The cellular basis of compensatory muscle growth in the teleost Odontesthes bonariensis

This study evaluates white muscle growth and in vivo cell proliferation during a fasting and refeeding trial, using pejerrey Odontesthes bonariensis as animal model, in order to better understand the cellular basis governing catch-up growth. Experiments consisted in two groups of fish, a control one continuously fed ad libitum, and a group fasted for 2 weeks and then fed for another 2 weeks. We examined how the formation of new muscle fibers and their increase in size were related to muscle precursor cell (MPC) proliferation under both experimental conditions.
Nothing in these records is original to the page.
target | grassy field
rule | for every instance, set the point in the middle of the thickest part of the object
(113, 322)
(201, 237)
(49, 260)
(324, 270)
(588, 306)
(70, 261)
During fasting, the number of 5-ethynyl-2'-deoxyuridinepositive (EdU+) cells decreased along with myogenic regulatory factors (MRF) mRNA levels related to myoblast proliferation and differentiation, and the muscle stem cell-markerPax7 mRNA level increased. Analysis of myomere cross-sectional area, distribution of muscle fiber sizes and number of fibers per myomere showed that muscle hypertrophy but not hyperplasia was inhibited during fasting. Both higher igf2 mRNA level and the persistence of cell proliferation could be supporting new myofibre formation. On the other hand, an exacerbated MPC proliferation occurred during catch-up growth, and this increase in cell number could be contributing to the growth of both pre-existing and newly form small fibers. The finding that some MPCs proliferate during fasting and that muscle growth mechanisms, hyperplasia and hypertrophy, are differentially regulated could help to explain why re-fed fish could growth at higher rates, and why they return to the lost growth trajectory.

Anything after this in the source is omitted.